The rent roll is the key. RealPage’s Rich Hughes pointed out that after all the uncertainty, noise, and irrationality in the market created by COVID-19, accurate rent roll numbers, the foundational touchstone data that really drive enterprise value, were harder than ever to get. Powerful market analytics based on actual transactional data could bring those numbers to the surface.
“First, the prices that you see on the Internet aren't really representative of the prices that hit the rent roll,” said Mr. Hughes. “Lots of things can happen between an advert for a piece of inventory at a certain price and the signing of a lease. Also, most people these days are actually renewing their lease and going again. And that part of the rent roll is completely invisible unless you have lease transaction data.”

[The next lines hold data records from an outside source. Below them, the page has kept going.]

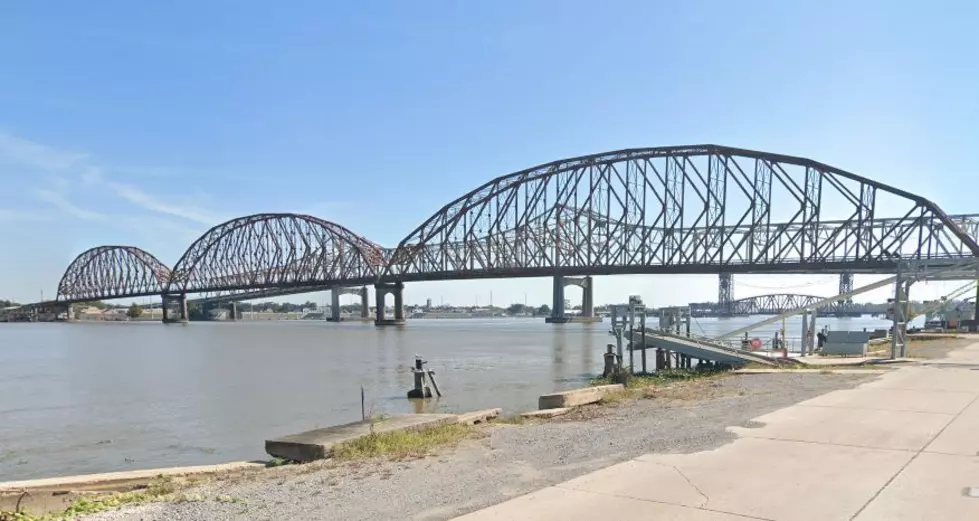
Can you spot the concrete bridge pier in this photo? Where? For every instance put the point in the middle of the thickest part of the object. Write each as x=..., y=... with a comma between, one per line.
x=587, y=285
x=365, y=309
x=381, y=291
x=180, y=303
x=725, y=294
x=557, y=304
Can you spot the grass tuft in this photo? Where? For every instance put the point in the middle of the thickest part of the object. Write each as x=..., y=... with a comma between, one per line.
x=402, y=444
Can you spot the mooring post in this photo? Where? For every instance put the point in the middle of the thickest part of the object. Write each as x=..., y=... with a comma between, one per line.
x=642, y=331
x=610, y=364
x=421, y=390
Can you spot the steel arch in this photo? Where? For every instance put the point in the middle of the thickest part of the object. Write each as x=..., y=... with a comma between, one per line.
x=106, y=272
x=275, y=250
x=691, y=209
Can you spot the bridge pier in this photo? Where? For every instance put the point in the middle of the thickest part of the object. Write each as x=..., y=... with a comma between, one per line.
x=558, y=313
x=725, y=294
x=335, y=302
x=181, y=312
x=844, y=307
x=381, y=291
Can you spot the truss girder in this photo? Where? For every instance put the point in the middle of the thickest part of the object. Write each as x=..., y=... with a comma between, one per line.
x=676, y=209
x=107, y=272
x=275, y=250
x=772, y=304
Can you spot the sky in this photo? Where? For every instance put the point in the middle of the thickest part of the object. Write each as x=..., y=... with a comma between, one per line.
x=145, y=124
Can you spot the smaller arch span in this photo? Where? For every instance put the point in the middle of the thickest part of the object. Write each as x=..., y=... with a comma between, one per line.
x=107, y=272
x=275, y=250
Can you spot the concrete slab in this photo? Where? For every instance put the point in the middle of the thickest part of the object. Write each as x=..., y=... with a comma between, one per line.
x=849, y=360
x=472, y=418
x=930, y=379
x=933, y=486
x=547, y=413
x=885, y=399
x=898, y=430
x=828, y=370
x=317, y=444
x=808, y=481
x=960, y=436
x=576, y=397
x=560, y=504
x=109, y=480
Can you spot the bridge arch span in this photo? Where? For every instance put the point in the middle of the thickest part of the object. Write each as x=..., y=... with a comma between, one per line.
x=684, y=209
x=107, y=272
x=275, y=250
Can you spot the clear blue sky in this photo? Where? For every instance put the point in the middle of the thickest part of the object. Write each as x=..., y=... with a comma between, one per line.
x=145, y=123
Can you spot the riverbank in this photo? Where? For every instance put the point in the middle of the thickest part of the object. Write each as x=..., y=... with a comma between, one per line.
x=504, y=461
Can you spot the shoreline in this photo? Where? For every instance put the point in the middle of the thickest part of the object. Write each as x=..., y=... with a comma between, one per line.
x=505, y=460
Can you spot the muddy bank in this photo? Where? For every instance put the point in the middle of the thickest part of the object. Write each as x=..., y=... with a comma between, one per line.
x=504, y=461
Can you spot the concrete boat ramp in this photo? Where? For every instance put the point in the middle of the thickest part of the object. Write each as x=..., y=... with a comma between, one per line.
x=701, y=349
x=318, y=444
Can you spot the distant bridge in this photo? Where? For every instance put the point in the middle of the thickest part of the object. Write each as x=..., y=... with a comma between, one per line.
x=774, y=304
x=667, y=210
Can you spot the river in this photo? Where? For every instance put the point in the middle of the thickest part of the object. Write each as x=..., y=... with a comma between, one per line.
x=95, y=397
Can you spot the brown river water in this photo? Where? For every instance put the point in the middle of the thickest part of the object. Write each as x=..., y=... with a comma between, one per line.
x=96, y=397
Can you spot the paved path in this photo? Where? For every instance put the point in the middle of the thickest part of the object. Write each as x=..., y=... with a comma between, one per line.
x=902, y=447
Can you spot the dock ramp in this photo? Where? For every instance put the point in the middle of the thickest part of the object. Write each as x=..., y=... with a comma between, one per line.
x=701, y=349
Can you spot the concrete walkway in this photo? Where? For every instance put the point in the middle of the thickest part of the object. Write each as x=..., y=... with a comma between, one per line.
x=903, y=447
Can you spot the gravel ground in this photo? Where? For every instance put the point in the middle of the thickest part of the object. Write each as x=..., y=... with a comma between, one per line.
x=509, y=461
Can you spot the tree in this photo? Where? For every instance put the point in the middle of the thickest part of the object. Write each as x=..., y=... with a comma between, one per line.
x=134, y=311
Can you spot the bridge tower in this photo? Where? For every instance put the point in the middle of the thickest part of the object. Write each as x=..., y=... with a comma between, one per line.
x=844, y=307
x=587, y=285
x=381, y=291
x=725, y=294
x=179, y=302
x=335, y=293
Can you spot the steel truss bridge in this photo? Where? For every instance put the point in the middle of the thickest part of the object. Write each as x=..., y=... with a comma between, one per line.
x=667, y=210
x=763, y=305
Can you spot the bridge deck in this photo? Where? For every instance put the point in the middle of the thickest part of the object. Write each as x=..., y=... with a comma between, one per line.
x=701, y=349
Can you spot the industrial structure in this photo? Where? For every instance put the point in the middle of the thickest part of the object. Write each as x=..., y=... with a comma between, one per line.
x=702, y=209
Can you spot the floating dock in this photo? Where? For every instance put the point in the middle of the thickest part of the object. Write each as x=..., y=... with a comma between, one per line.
x=700, y=349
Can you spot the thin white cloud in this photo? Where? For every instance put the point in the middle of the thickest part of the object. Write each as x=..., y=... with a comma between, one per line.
x=22, y=216
x=60, y=201
x=24, y=152
x=140, y=198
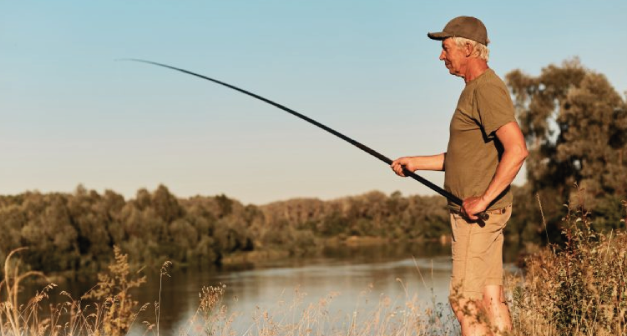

Hughes went on to explain that RealPage provides access to phenomenal data sources and that RealPage Market Analytics uses machine learning (AI) that dredges through the data. The software, used by research establishments from NASA to top universities, is the only of its kind that can actually derive laws of real estate from experimental data. RealPage data scientists use the tool to create accurate market models, which lead to equally accurate real estate forecasts. Hughes and his group are able to see, through all the data and methodologies, what true rent roll performance is.
This kind of sophisticated market analytics driven by machine learning and real transactional data looks to be the way forward. To be fair, rent comps will always have their use for making gut-level decisions. But in an age of uncertainly, it takes more to perform and outperform. The goal is to arrive at a new age of clarity.